Vitorino Nhany continua: “Esta é que é a grande contradição que periga a lisura do processo pondo em risco a tranquilidade do país. Por outras palavras, estamos a dizer que há contradição entre fraude e transparência.

Para que tal contradição não se transforme em antagonismo, a chave esta dada pela Lei que é um instrumento jurídico que limita a acção do homem. Não seja o homem a limitar a acção da Lei.”

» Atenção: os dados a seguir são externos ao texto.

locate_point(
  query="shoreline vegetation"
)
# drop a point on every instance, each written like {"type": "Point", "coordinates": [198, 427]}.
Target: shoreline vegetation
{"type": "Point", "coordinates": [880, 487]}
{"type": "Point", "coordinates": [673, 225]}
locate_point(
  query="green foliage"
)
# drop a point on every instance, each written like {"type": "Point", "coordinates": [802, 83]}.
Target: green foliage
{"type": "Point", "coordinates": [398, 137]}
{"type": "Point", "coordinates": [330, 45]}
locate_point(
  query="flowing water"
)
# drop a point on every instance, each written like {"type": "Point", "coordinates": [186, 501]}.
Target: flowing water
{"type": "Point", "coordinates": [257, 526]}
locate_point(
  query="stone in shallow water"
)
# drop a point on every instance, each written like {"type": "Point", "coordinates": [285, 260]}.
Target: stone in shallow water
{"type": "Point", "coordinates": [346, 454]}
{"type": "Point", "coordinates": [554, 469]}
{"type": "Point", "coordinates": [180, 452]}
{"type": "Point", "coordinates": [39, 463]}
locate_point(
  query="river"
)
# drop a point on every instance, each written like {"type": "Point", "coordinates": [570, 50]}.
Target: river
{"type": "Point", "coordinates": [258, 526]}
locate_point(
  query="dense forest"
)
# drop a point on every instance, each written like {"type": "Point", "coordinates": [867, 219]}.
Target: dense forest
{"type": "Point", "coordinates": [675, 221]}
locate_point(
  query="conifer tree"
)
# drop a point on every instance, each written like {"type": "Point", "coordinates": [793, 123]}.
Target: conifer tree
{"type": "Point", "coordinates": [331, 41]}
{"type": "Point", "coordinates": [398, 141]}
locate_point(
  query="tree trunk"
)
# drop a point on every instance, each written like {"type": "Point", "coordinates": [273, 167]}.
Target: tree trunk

Com este contexto, Vitorino Nhany considera que “só uma auditoria ao sistema informático, irá permitir a verificação e validação da fidelidade da informação em relação aos dados, a segurança física e lógica, a confidencialidade, a obediência à legislação em vigor, a eficiência e a eficácia do sistema”.

Para tal, a UNITA lança um desafio à CNE, se nada há a esconder:

“1º – Fornecer cópias do FICM a todos os partidos políticos concorrentes, onde contenha o nome do eleitor, o número de eleitor, o número de grupo, a fotografia do eleitor e o local onde vota.

2º – Auditar o FICM tal como impõem a alínea bb) do nº 1 do artigo 144º da Lei 36/11 de 21 de Dezembro; os nºs 1 e 2 do artigo 31º da Lei 12/12 de 13 de Abril e do artigo 57º da Lei 8/15 de 15 de Junho, devendo a CNE, garantir ao País a efectivação dessa auditoria de interesse público antes de elaborar os cadernos eleitorais.

Por outras palavras com a auditoria pretende-se efectuar testes diversos adequados às circunstâncias de modo a poder:

a) Atestar a integridade e segurança da BDCM no que respeita à sua arquitectura, estrutura dos programas fontes, acessos e procedimentos de manutenção e gestão;

b) Confirmar a incorporação da BDCM de todos os dados constantes do FICRE à data da publicação da lei nº 8/15 (artigo 71º);

c) Atestar o grau de observância dos princípios da universalidade, imparcialidade, unicidade e inscrição única pela entidade registadora, tal como estes princípios são definidos na lei;

d) Determinar o número e a identidade dos cidadãos cuja área de registo ou de residência foi atribuída com base no ultimo acto eleitoral (de 2012), como dispõe o artigo 17º, nº3;

e) Rever o número e listar a identidade dos cidadãos eliminados como falecidos, por comunas e distritos, de forma automática ou manual, e emitir uma opinião sobre se foram observados os artigos 27º, 25º, nº4 e 24º, nº5;

f) Identificar e listar por comunas e distritos o número de cidadãos inscritos na BDCM que, estando registados com registo permanente e vitalício, não fizeram prova de vida;

g) Determinar o número de cidadãos inscritos na BDCM a partir da Base de Dados de Identificação Civil.”